17 July 1973 is the birthday of the hotel "Intourist" in Rostov. On this day, the State Commission adopted the 17-storey hotel complex "Intourist" on , 115. The order of Glavintourist No. 184 of July 26, 1973 declared: "Transfer the hotel Intourist with 507 places and a power supply unit for 792 places to balance of the Intourist branch in the region. To consider the hotel "Intourist" in Rostov-on-Don put into operation on July 17, 1973."

In 1974, the author of the project L.Pushkova, the chief architect V.I. Simonovich and the head of UNR-112 Y.Y. Kostenko were awarded the State Prizes of the RSFSR.

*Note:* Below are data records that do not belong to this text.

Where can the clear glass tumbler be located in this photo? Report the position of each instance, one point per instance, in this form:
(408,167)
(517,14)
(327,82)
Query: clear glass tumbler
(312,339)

As a result of the privatization of state property in 1992, JSC "Intourist in the city of Rostov-on-Don" was established on the basis of the hotel complex. The overall economic decline in the country has had a negative impact on tourism activity. The flow of foreign guests has decreased significantly, and the hotel complex has increasingly deteriorated. The idea of reforming Intourist into an office building was becoming more and more relevant. The emerging economic stabilization in the region has determined the reorientation of the hotel to business tourists. In 2004, Intourist experienced reconstruction, as a result of which conference halls and a business center appeared in the hotel. In 2007, the hotel, named Don-Plaza, received the official certificate of Rostourism for the assignment of the category "4 stars".

== Description ==
The hotel building is a high-rise sixteen-story building made of reinforced concrete, lined with aluminum, plastic, acoustic tiles.

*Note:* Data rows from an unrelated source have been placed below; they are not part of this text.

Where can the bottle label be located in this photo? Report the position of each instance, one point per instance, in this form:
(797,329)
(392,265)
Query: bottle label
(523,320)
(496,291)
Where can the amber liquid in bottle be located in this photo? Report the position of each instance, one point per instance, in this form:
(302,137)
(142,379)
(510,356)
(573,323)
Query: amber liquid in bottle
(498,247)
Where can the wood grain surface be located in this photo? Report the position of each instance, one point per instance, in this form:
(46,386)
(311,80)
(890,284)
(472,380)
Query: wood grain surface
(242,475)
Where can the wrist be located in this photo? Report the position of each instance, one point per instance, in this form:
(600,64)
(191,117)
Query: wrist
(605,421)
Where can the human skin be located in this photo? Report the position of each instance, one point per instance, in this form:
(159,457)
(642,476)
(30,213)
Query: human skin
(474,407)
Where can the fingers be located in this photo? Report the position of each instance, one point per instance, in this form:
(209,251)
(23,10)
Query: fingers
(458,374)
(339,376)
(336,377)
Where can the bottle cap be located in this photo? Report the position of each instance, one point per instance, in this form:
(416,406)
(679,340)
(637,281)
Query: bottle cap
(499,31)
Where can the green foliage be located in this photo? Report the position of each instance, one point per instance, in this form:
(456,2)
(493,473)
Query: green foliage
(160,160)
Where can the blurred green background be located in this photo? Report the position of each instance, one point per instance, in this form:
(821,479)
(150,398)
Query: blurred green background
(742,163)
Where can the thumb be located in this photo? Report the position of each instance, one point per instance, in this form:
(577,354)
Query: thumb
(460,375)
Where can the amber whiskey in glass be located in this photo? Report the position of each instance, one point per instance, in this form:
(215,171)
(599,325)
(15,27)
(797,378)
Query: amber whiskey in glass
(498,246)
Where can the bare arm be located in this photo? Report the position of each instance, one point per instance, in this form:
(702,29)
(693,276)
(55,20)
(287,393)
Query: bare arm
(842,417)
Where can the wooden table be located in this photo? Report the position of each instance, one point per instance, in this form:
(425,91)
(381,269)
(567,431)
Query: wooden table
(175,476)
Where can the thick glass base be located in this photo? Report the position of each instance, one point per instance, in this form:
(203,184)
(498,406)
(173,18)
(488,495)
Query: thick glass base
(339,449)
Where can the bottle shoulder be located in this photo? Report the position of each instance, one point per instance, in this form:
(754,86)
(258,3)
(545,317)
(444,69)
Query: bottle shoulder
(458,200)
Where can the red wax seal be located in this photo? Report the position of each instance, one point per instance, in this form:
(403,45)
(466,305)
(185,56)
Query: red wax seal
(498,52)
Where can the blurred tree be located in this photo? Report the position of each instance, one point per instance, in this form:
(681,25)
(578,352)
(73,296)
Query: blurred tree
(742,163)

The Don theme can be traced in the interior design of the hotel. The decoration of rooms and halls is made using expensive materials and products such as wood, marble, aluminum, tapestries, decorative grilles, carpet floors, coffered ceilings. The rooms were furnished with Finnish furniture and decorated with original lamps. The interior design was attended by sculptors Y. Aleksandrov, I. Kazansky and artists Andronov and Egorshin. Due to the high level of subterranean waters resulting from leaks from the sewer network and the Rostov reservoir, the foundation of the building is periodically flooded.

== "Don-Plaza" company ==
The company "Don-Plaza" includes the management company, the hotel Don Plaza, the lobby bar "Amadeus", the restaurant Mein-Herz, the men's club "Hypnosis". Under the management of the company, the international congress center Hyatt Regency Rostov Don-Plaza is under construction — a complex of buildings with a total area of about 100 thousand square meters.